Der Blitzer zeigt Wirkung, wie die Zahlen ganz deutlich zeigen. Im ersten Jahr ab dem Zeitpunkt seiner Installation erfasste die Anlage insgesamt 11 691 Verkehrsteilnehmer, die zu schnell unterwegs waren. Im gesamten Jahr 2020 wurden in Schüllar nur noch 5164 Geschwindigkeitsverstöße festgestellt. Das dürfte wohl weniger daran liegen, dass die Verkehrszahlen abgenommen haben, wohl eher am steigenden Bekanntheitsgrad des Blitzers, der seine abschreckende Wirkung erzielt. 606 Bußgelder wurden im vergangenen Jahr gegen die an dieser Stelle erwischten Temposünder verhängt. Die Spitzenreiter wurden dabei mit 109 km/h (240 Euro, zwei Punkte sowie ein Monat Fahrverbot) und 97 km/h (160 Euro, ebenfalls zwei Punkte sowie ein Monat Fahrverbot) gemessen. 19 Fahrverbote wurden insgesamt erlassen.

Die Hessen blitzen mehr

Bleibt die Frage, warum der Kreis nicht an mehr Stellen in Wittgenstein mit einem Blitzer die Raserei unterbindet. Die Anzahl der stationären Geschwindigkeitsmessanlagen in Wittgenstein war mit der in Schüllar auf gerade mal drei angestiegen: Weitere Blitzer befinden sich am Ortseingang von Erndtebrück aus Richtung Lützel und in Bad Laasphe am Ortseingang aus Fahrtrichtung Niederlaasphe, beide Stellen befinden sich an der B 62. In deren weiterem Verlauf hinter der Landesgrenze bis Marburg hat gefühlt jeder Ort ein bis zwei Blitzer. Woher kommt dieser Unterschied?

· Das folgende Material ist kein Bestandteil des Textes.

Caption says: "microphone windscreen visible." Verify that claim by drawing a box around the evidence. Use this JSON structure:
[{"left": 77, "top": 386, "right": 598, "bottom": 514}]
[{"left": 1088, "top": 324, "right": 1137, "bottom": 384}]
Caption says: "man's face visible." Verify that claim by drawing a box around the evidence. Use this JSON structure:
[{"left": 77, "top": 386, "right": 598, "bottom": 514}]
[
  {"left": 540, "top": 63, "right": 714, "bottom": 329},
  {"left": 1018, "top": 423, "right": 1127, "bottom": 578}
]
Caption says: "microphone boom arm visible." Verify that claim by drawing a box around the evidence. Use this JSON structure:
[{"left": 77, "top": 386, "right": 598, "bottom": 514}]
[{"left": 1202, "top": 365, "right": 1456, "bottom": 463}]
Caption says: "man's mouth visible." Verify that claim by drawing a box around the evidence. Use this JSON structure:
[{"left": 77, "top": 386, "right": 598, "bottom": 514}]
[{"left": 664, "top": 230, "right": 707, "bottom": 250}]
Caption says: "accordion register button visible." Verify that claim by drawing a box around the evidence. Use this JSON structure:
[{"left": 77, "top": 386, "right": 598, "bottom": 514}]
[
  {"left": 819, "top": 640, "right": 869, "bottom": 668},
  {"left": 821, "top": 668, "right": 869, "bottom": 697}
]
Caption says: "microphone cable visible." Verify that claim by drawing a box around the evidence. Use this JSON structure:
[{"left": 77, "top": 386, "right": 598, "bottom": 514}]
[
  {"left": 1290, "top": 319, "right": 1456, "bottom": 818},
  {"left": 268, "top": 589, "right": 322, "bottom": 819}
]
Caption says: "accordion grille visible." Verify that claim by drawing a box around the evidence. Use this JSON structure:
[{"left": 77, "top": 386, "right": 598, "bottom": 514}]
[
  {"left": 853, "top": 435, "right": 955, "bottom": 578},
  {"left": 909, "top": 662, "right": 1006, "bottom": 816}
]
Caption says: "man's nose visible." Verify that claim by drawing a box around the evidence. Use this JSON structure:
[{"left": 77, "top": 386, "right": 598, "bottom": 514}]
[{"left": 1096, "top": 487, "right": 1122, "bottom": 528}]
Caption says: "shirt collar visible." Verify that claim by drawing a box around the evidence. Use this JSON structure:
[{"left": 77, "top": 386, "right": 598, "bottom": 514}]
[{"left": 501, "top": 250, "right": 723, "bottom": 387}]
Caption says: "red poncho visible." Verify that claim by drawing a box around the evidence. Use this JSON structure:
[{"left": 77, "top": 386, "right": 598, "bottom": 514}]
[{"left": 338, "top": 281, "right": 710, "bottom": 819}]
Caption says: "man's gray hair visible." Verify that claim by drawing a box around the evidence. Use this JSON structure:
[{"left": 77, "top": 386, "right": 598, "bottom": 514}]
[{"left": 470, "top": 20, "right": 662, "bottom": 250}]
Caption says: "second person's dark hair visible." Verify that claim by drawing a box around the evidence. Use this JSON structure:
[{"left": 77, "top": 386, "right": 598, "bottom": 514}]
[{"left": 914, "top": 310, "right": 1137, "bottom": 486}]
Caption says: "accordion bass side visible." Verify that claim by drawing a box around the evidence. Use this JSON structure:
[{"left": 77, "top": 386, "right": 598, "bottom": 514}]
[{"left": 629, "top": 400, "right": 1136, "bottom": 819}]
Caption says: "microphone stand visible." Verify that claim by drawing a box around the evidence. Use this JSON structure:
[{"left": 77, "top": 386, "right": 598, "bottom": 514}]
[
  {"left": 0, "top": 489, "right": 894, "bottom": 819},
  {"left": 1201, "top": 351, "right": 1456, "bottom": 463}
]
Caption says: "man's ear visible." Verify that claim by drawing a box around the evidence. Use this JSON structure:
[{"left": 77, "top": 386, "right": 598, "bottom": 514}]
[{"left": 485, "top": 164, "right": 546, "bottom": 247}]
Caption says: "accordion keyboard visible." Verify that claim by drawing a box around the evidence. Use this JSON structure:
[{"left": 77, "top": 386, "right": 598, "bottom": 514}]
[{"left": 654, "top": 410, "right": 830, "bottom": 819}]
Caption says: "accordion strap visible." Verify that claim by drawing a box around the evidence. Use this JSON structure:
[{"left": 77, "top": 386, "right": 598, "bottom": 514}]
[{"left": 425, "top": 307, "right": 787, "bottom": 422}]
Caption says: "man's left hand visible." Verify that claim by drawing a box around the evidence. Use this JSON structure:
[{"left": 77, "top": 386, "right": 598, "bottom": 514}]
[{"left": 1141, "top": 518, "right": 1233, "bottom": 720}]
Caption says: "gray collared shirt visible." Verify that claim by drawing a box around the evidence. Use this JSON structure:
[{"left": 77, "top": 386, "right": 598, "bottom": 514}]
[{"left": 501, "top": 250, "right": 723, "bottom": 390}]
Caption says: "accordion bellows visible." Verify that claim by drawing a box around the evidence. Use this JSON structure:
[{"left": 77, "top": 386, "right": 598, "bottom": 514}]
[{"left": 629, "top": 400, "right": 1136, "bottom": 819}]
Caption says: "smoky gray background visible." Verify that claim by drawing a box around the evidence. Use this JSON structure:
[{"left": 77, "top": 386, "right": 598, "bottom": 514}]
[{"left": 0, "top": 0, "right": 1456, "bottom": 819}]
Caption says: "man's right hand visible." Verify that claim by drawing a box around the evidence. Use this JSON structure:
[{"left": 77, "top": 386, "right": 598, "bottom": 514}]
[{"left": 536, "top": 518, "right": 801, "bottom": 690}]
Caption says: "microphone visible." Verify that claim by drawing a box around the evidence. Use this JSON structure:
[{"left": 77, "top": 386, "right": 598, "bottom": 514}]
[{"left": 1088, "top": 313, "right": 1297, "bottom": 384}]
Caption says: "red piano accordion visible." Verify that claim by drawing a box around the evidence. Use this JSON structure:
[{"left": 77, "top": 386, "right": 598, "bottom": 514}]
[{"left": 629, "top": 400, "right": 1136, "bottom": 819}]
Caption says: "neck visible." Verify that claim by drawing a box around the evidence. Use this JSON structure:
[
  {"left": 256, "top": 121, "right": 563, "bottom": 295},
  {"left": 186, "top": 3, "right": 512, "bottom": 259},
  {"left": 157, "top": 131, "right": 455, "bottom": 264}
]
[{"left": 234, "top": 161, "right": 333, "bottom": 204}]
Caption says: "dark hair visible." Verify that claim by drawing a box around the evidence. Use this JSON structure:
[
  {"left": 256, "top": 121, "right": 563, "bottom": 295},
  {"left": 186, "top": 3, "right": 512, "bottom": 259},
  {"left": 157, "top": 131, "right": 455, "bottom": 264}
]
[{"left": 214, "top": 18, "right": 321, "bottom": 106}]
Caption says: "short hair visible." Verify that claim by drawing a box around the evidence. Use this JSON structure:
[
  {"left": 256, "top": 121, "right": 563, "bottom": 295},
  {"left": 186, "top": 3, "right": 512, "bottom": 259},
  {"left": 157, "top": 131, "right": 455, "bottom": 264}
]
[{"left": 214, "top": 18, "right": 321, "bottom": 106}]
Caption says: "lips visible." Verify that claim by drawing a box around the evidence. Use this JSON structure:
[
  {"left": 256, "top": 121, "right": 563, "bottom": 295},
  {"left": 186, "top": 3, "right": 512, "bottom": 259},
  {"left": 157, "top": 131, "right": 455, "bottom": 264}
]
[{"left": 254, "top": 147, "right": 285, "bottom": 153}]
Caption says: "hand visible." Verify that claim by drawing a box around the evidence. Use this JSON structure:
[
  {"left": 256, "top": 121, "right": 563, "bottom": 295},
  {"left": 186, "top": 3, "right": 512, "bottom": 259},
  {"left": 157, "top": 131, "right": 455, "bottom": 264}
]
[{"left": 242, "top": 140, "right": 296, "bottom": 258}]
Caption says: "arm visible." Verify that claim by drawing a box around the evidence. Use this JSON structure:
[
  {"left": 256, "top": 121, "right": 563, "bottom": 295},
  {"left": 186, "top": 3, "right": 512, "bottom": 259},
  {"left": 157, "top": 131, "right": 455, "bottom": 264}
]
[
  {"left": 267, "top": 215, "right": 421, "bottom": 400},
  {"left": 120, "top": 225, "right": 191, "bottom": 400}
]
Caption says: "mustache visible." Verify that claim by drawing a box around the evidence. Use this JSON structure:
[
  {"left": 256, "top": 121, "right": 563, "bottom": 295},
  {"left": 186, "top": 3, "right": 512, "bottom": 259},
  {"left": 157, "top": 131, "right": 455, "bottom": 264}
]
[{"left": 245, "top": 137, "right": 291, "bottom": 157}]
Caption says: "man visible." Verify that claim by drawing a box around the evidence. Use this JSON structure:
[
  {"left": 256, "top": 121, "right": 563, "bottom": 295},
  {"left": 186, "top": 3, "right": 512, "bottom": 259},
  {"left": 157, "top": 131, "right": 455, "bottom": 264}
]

Torsten Manges verweist zunächst einmal auf unterschiedliche Zuständigkeiten in beiden Bundesländern. Die Zuständigkeit in Hessen richte sich nach dem Gesetz zur Regelung des Finanzausgleichs und Verordnung zur Bestimmung verkehrsrechtlicher Zuständigkeiten, dort sind die Bürgermeister deswegen als örtliche Ordnungsbehörde für die Verfolgung von Ordnungswidrigkeiten zuständig. In NRW ist nach der „Verordnung zur Bestimmung der für die Verfolgung und Ahndung von Verkehrsordnungswidrigkeiten zuständigen Verwaltungsbehörden“ der Kreis zuständig und damit auch befugt, stationäre Geschwindigkeitsmessanlagen an Gefahrenstellen einzurichten.

"Es werden auch tatsächlich nur stationäre Anlagen an Gefahrenstellen aufgestellt."
Torsten Manges
Sprecher der Kreisverwaltung

Gefahrenstellen, so erläutert es Torsten Manges, seien Unfallhäufungsstellen und Streckenabschnitte, an denen eine erhöhte Unfallgefahr angenommen werden muss, beispielsweise an oder in unmittelbarer Nähe von Orten und Strecken, die vermehrt von schwachen Verkehrsteilnehmern wie Fußgängern und Fahrradfahrern sowie besonders schutzwürdigen Personen wie Kindern, Hilfsbedürftigen und älteren Menschen frequentiert werden (z. B. in der Nähe von Kindergärten, Schulen, Altenheimen).

Torsten Manges sagt weiter: „Der Kreis Siegen-Wittgenstein berücksichtigt die genannten Vorgaben und es werden tatsächlich nur stationäre Anlagen an Gefahrenstellen aufgestellt. Ob die Kommunen in Hessen andere Maßstäbe anlegen oder ob die Ortsein- und -ausgänge jeweils den Kriterien von Gefahrenstellen entsprechen, entzieht sich unserer Kenntnis.“ Allerdings: In den Orten an der B 62 und an der B 480 kennen die Anwohner ebenfalls die Gefahren. In Schüllar hatten einst die Beschwerden den Blitzer ermöglicht.